Case in point. My old boss used to be a motivator. She used to do shit like buy us all a copy of "Who Moved My Cheese?" for Christmas, and routed around passages from "Leadership Secrets of Santa Claus" and filled her office with $100 a pop 2x3 foot posters featuring the latest offerings from Successories. Then the suck-asses in the office started putting smaller versions of these things on their desks in their cubes. But just when all this seemed bad enough, it happened. Instead of the usual pizza party that the boss would buy us for Christmas, she decided to spend the money on ONE item that the whole office could enjoy as it hung in the conference room. It was some bullshit poster called Peter's Law - you can see it here. The thing that pissed me off (aside from the fact that the frame she used for it could have probably paid for three pizza parties) the most about this was the utter hypocrisy of it all. Because anytime you actually followed one or more of these as it related to dealing with her, (such as #13 - "No" simply means begin again at one higher level) you got your ass kicked. Oh sure, it was OK for HER to follow these rules - just not you. Not if it affected her in anyway. (as a side note, the day the last member of the "old guard" leaves this place I'm taking that fucker home and burning it in the fireplace.)

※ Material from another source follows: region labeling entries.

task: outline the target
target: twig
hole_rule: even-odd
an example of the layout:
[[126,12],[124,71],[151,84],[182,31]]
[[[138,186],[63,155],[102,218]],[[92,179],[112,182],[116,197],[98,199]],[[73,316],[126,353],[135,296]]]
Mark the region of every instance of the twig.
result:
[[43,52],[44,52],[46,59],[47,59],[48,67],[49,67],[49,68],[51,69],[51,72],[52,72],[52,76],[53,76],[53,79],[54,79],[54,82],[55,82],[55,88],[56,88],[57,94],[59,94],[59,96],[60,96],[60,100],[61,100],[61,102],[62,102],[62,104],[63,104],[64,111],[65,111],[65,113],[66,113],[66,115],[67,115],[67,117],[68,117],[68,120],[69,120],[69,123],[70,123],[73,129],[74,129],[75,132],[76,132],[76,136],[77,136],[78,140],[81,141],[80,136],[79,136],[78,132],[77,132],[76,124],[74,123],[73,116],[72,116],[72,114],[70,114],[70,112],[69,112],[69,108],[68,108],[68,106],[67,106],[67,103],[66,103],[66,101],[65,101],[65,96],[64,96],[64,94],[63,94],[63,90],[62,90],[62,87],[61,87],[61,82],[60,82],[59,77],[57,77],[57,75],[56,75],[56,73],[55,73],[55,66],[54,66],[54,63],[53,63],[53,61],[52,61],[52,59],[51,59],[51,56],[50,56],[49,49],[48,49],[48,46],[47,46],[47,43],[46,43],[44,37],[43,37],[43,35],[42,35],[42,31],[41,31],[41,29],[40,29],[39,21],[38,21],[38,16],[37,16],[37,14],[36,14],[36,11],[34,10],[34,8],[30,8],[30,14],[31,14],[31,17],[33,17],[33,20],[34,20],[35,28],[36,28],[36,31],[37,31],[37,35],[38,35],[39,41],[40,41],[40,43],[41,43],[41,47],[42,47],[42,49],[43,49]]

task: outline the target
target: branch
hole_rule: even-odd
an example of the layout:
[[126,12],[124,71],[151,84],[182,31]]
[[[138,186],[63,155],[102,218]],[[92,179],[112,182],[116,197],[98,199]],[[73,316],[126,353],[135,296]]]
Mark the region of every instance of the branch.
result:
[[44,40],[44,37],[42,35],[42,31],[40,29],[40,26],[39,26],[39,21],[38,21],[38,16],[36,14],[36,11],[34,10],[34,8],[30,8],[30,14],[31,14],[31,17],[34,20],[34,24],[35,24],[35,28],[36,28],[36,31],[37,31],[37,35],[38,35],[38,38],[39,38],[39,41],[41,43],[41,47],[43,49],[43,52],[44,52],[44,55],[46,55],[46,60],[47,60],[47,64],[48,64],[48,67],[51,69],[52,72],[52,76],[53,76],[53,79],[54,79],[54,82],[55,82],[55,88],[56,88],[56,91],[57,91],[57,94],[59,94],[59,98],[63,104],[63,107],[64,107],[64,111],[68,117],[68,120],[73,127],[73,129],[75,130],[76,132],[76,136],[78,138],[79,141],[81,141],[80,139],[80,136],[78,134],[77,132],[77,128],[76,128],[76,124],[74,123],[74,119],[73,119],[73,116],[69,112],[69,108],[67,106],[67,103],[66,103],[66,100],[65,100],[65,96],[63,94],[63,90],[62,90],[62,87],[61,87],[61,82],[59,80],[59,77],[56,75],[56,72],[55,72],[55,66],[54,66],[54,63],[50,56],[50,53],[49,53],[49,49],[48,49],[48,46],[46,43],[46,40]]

And so I had to strike back. I typed in a search for demotivators on the web and found despair.com. Finally! The ability to fight fire with fire! I bought three 4x6 inch notecards - Despair, Cluelessness and Doubt. Not only because I was cheap, but because I figured if I tried to hang them on the wall she'd make me take them down. So long as they were on our one allotted "personal items" shelf, she could express disapproval, but probably couldn't make me remove them. I bought some cheap frames and set them on my desk and waited.

I didn't have to wait long. The first day, she walked by and with a squeal of geeker joy came closer to see wording. Because you see... at first glance, the demotivators at despair.com look just like those tools of Satan of you can get at the mall.

"I'm so glad to see that you've...."

"That I've what?" I said with a grin as I noticed first the look of ashen horror and then the slow, madding look of rage come across her face.

"I don't think those are very funny."

"It's a joke."

"I don't like them and I don't appreciate them being in this office."

"That exactly how I feel about the 27 pieces of flare that you and some other folks have in this office. This is just my way of quietly protesting them."

"I probably can't make you take them home..."

"No, you probably can't."

"But I'd appreciate it if you'd remove them."

Well kids, there still and she's all gone (not that the new boss is any better) and so my demotivators stay. You wanna have some fun in your office? Fight the evil that has seeped into the fabric of our corporate culture? Give the boss a subtle "Fuck you" ? Take it from me - a satisfied customer - and go to Despair.com and check out the list. I'll bet you'll find at least one there that speaks to your heart about how you feel about your job, your boss, your co-workers... the possibilities are endless. But remember, "Success is a journey, not a destination. So stop running."